No mito de Hipomene e Atalanta, a jovem Atalanta é uma bela princesa, filha do rei de Ciros, que sempre foi a corredora mais veloz do reino. Ela era, porém, incentivada pelo pai a nunca casar-se, por ter sido profetizado a ele que o casamento seria sua ruína. Apesar disso, continuavam a surgir cada vez mais pretendentes, que a perseguiam ou pediam sua mão ao pai.
Ela era uma mulher muito bela e tinha um corpo bem cuidado por conta do hábito de correr mas, incentivada na vadiagem pelo próprio pai, passou a ter prazer em se esquivar dos homens, sendo fujona e sádica.
Costumava correr pelos campos e bosques, buscava sempre outras pessoas que quisessem apostar corrida com ela, mas logo se cansava, já que elas nunca eram boas o suficiente. Espelhava-se em Ártemis, deusa da caça, que tinha características masculinas de inclinação à guerra e tinha prazer em confundir e torturar os homens.
Um dia, cansada de ser perseguida por tantos homens que desejavam desposá-la, reclamou com o pai. Ele, atendendo ao pedido da filha de se ver livre disso, organizou uma corrida mortal: Todos os pretendentes deveriam competir com sua filha. Quem ganhasse, teria o direito de desposá-la; os demais seriam mortos.
Pois bem, apesar do risco, um número enorme de homens ainda assim se inscreveu para a corrida. No dia em questão, Atalanta observou seus oponentes e tomou a decisão de correr nua. Tirou o vestido que usava, passou um óleo por todo o corpo, se exibindo provocantemente e se preparando para a corrida. Isso fez com que ainda mais paspalhos se inscrevessem na corrida e fossem para a linha de largada, mas também atraiu a atenção do jovem Hipomene, que era juiz da prova. Ele decidiu que conquistaria aquela bela mulher para si.
Como era de se esperar, a grande maioria se atrapalhou logo na largada, tropeçando um por cima do outro. Ela tomou a dianteira e manteve a liderança da corrida durante todo o tempo, com poucos chegando a se aproximar dela durante todo o percurso. No fim, com um ato de sadismo ainda maior, sugeriu ao pai que ao invés de mortos os homens fossem capados. Porém, o pai recusou a “oferta” e ordenou que os homens fossem mortos na praça da cidade durante a noite.

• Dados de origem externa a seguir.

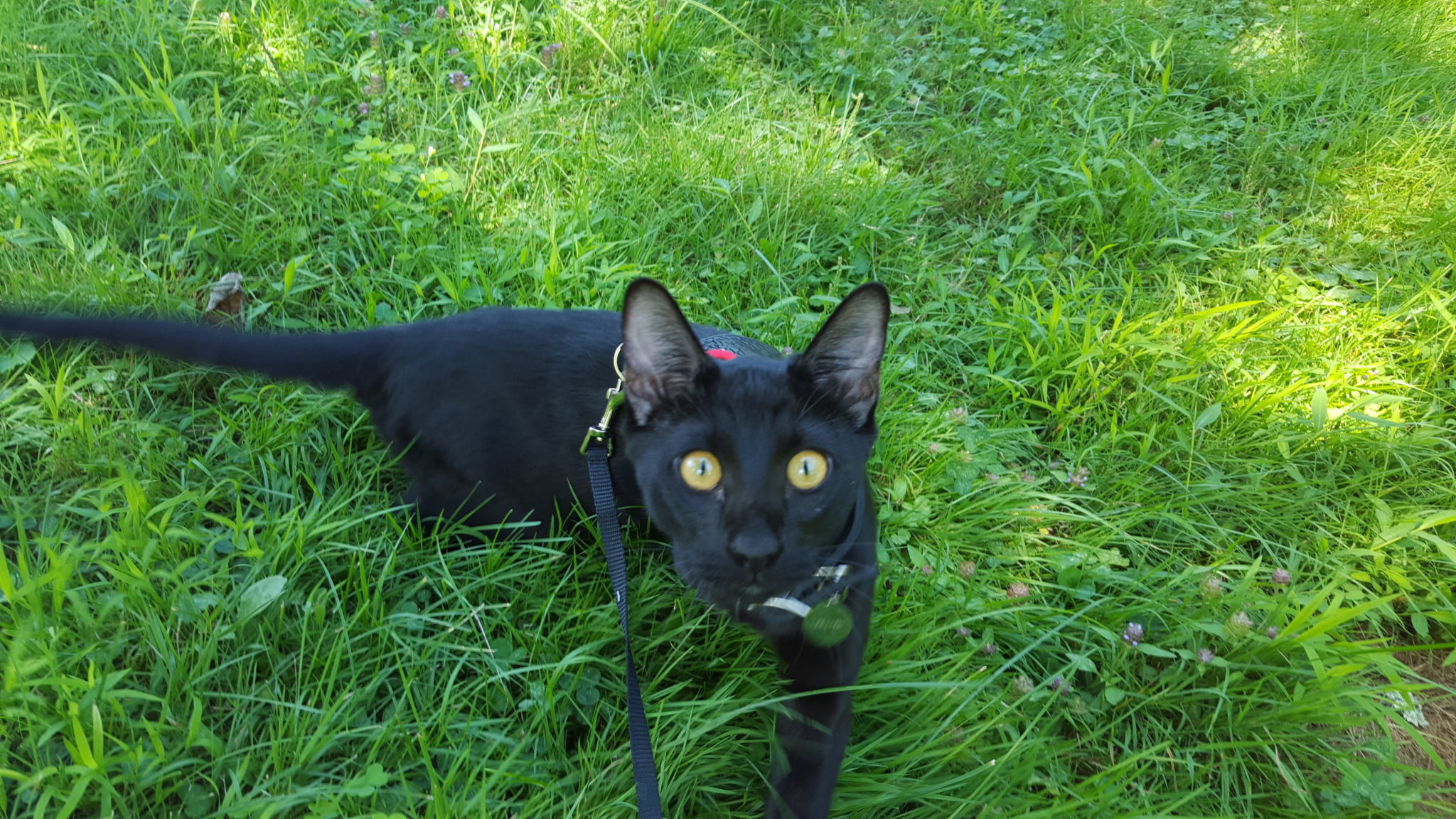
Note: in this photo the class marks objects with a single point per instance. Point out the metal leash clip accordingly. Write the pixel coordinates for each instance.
(603, 430)
(829, 621)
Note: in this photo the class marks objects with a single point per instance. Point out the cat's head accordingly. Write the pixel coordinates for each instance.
(751, 466)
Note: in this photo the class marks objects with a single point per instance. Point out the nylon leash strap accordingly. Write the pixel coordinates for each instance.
(650, 805)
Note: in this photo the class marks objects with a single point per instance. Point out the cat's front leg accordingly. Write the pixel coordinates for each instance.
(813, 734)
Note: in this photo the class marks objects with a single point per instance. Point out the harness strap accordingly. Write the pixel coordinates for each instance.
(650, 805)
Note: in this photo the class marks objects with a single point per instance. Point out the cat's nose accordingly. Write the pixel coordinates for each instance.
(754, 548)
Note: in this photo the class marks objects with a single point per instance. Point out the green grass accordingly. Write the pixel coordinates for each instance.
(1194, 255)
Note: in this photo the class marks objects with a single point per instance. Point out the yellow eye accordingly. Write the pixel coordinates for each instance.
(701, 470)
(808, 470)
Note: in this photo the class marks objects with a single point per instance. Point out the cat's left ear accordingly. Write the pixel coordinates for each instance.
(661, 355)
(842, 363)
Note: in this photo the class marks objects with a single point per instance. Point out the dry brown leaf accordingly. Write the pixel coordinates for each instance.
(226, 299)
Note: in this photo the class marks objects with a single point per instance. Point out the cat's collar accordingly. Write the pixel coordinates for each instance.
(819, 602)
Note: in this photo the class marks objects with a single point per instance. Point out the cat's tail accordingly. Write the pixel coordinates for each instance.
(328, 360)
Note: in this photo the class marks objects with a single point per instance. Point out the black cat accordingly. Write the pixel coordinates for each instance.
(751, 465)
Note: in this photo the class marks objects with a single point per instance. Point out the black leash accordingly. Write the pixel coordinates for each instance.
(597, 448)
(644, 771)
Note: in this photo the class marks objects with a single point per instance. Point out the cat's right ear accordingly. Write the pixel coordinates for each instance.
(661, 355)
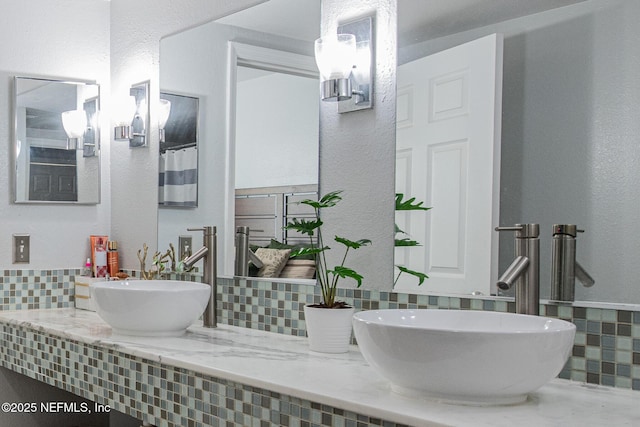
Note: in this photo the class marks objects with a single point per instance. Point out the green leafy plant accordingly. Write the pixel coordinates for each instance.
(327, 277)
(402, 239)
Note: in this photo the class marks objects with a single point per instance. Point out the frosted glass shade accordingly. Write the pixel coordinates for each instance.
(165, 110)
(335, 56)
(74, 123)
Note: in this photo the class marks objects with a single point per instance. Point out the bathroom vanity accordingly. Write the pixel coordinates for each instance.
(243, 375)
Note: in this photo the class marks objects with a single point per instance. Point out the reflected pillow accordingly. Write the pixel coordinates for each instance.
(299, 269)
(274, 261)
(278, 245)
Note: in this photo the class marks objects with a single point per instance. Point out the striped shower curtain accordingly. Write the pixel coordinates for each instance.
(178, 184)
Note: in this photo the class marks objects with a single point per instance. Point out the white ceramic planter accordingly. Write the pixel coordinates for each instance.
(329, 330)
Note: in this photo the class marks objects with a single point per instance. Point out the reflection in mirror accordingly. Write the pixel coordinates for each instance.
(56, 141)
(264, 114)
(178, 183)
(569, 108)
(276, 148)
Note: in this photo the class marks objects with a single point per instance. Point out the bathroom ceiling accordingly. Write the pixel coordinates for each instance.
(421, 20)
(300, 19)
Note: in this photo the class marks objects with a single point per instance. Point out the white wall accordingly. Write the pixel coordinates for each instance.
(68, 39)
(570, 136)
(136, 30)
(357, 151)
(276, 134)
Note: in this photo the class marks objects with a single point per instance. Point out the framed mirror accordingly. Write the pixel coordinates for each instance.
(249, 73)
(178, 183)
(56, 141)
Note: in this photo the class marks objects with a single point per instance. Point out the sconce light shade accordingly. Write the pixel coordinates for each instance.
(335, 56)
(74, 123)
(345, 64)
(131, 116)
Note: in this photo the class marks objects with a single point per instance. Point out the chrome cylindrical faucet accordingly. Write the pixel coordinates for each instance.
(242, 248)
(564, 267)
(208, 253)
(524, 271)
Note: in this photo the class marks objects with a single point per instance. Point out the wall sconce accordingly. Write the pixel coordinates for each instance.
(75, 125)
(165, 110)
(345, 61)
(132, 115)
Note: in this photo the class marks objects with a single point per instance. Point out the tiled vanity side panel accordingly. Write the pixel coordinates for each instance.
(156, 393)
(35, 289)
(606, 350)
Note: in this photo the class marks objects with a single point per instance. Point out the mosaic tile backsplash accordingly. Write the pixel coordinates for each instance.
(606, 350)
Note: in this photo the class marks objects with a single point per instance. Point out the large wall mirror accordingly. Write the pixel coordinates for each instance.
(569, 128)
(57, 141)
(256, 80)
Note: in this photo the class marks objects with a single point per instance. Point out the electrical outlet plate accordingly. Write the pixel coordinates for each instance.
(185, 246)
(21, 248)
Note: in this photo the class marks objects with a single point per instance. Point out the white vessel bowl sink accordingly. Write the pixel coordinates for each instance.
(150, 307)
(469, 357)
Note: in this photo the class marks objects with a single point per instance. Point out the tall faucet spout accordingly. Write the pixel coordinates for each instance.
(197, 256)
(208, 253)
(524, 271)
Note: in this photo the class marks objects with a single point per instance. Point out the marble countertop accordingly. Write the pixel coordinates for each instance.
(284, 364)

Atalanta já estava se vestindo quando Hipomene, ávido por conquistá-la, pulou da arquibancada onde se encontrava e se ajoelhou à frente dela, desafiando-na para uma corrida só entre os dois, tendo ele o mesmo destino dos demais homens caso perdesse.

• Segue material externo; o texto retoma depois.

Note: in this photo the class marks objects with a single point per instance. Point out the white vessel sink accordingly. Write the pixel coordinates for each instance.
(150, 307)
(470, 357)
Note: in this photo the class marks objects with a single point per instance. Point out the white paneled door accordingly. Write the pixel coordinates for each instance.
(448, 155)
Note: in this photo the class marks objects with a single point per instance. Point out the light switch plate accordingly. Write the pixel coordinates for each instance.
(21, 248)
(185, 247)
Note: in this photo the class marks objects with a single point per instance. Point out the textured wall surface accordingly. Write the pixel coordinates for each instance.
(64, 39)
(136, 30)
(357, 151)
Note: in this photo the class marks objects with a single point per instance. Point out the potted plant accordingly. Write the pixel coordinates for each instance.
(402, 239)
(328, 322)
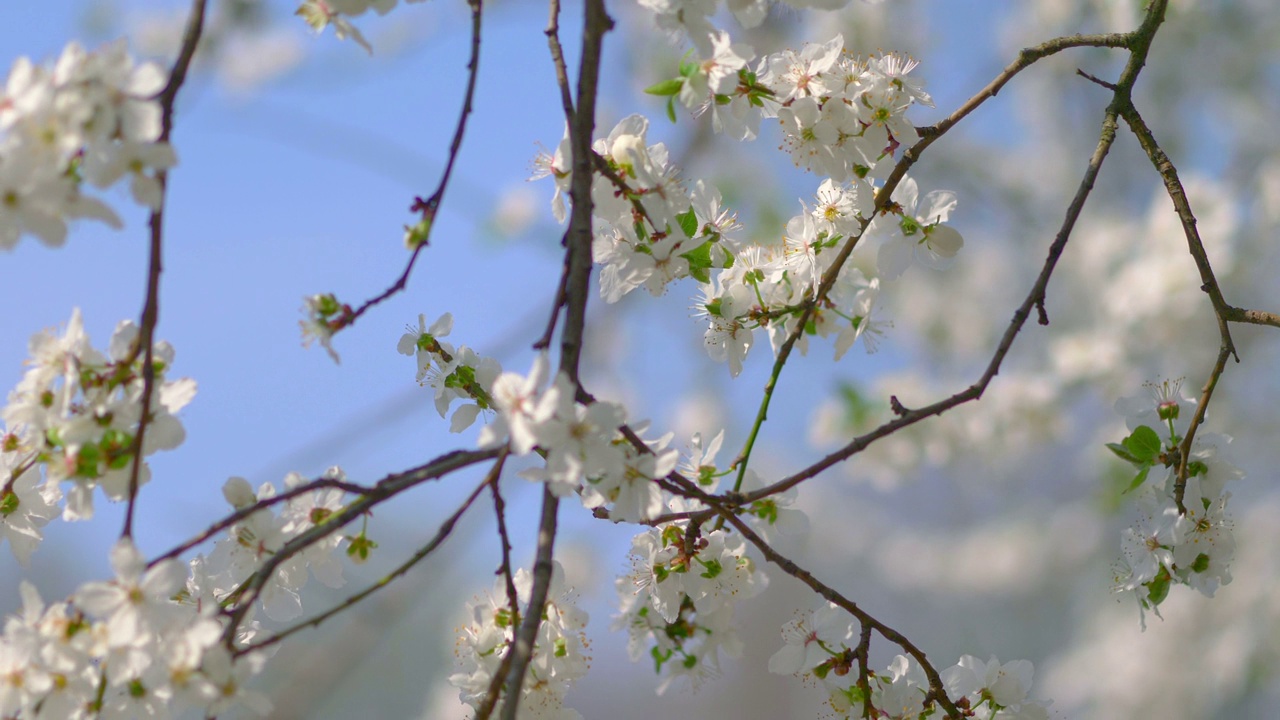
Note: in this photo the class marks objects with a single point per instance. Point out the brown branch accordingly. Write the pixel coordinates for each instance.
(430, 206)
(1139, 44)
(1252, 317)
(883, 200)
(1223, 311)
(937, 691)
(494, 691)
(440, 534)
(145, 341)
(576, 283)
(388, 487)
(319, 483)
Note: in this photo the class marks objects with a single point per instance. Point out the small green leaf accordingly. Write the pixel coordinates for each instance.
(688, 222)
(1138, 479)
(1123, 452)
(1157, 589)
(699, 261)
(666, 87)
(1143, 443)
(1200, 564)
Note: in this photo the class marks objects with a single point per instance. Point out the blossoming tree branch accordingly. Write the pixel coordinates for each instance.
(186, 630)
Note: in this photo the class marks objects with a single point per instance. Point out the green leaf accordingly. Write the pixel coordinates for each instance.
(1138, 479)
(8, 502)
(699, 260)
(666, 87)
(688, 222)
(1143, 443)
(1123, 452)
(1157, 589)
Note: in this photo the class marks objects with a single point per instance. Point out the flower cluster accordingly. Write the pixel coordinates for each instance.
(677, 602)
(263, 533)
(1169, 546)
(821, 647)
(323, 13)
(581, 445)
(123, 648)
(560, 651)
(92, 117)
(841, 117)
(76, 415)
(453, 373)
(154, 642)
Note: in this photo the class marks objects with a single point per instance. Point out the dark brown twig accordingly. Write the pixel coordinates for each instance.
(440, 534)
(430, 206)
(247, 592)
(144, 343)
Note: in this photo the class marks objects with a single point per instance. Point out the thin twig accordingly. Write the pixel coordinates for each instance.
(388, 487)
(430, 206)
(883, 199)
(145, 341)
(937, 689)
(1139, 44)
(494, 691)
(240, 514)
(440, 534)
(1221, 309)
(576, 282)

Ela ficou surpresa, embora o tenha tratado com certa arrogância de qualquer forma, aceitando o desafio por puro ego. Naquela noite, os demais foram todos mortos, num verdadeiro espetáculo para o povo, deixando Hipomene preocupado, pois não possuía nenhum trunfo para ganhar a corrida. Isso o fez correr ao templo de Afrodite, deusa do amor, para implorar por ajuda; Afrodite, que já estava irritada com a forma que Atalanta desperdiçava seus dotes femininos e afastava os homens, deu ao jovem três maçãs douradas, explicando como ele devia utilizá-las durante a corrida para ganhar.

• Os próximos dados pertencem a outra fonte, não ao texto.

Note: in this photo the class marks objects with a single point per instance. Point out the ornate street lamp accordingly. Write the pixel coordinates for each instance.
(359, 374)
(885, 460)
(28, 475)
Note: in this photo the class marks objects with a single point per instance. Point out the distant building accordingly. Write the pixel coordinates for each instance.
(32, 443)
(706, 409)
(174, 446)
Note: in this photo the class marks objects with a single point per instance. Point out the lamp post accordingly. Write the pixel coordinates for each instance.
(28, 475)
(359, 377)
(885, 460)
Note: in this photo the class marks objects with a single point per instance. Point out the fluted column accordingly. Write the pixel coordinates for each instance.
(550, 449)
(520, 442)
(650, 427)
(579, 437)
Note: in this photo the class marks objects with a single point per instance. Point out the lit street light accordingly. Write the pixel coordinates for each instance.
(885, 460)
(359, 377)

No dia marcado para o desafio, ela repetiu o mesmo que havia feito na primeira corrida: Se despiu, se exibiu e foi para a linha de largada. Ele preferiu correr vestido, pois guardou na roupa as maçãs que Afrodite havia lhe dado. Iniciada a corrida, por conta própria ele conseguiu ter força para acompanhá-la, mas nunca ultrapassá-la. Em determinado momento faltou o fôlego, e então começou a ficar para trás. Foi quando utilizou a primeira das três maçãs: A jogou a alguns metros de Atalanta, que irresistivelmente se abaixou para pegá-la assim que a viu, dando tempo para que ele a ultrapassasse. A vantagem, porém, não durou muito: Ela logo estava à frente mais uma vez, e ele teve que jogar a segunda maçã, da mesma forma. Teve o mesmo efeito.
Ele a havia ultrapassado mais uma vez, agora na reta final, mas ela logo estava à frente novamente e a pouquíssimos metros da linha de chegada. Ele então calculou bem e jogou a maçã muito perto da linha de chegada, correndo com toda a força em seguida. Ela, mais uma vez, se abaixou para pegar. Quando estava se erguendo, ele passou por ela como um furacão e ganhou a corrida. Ela teria que se casar.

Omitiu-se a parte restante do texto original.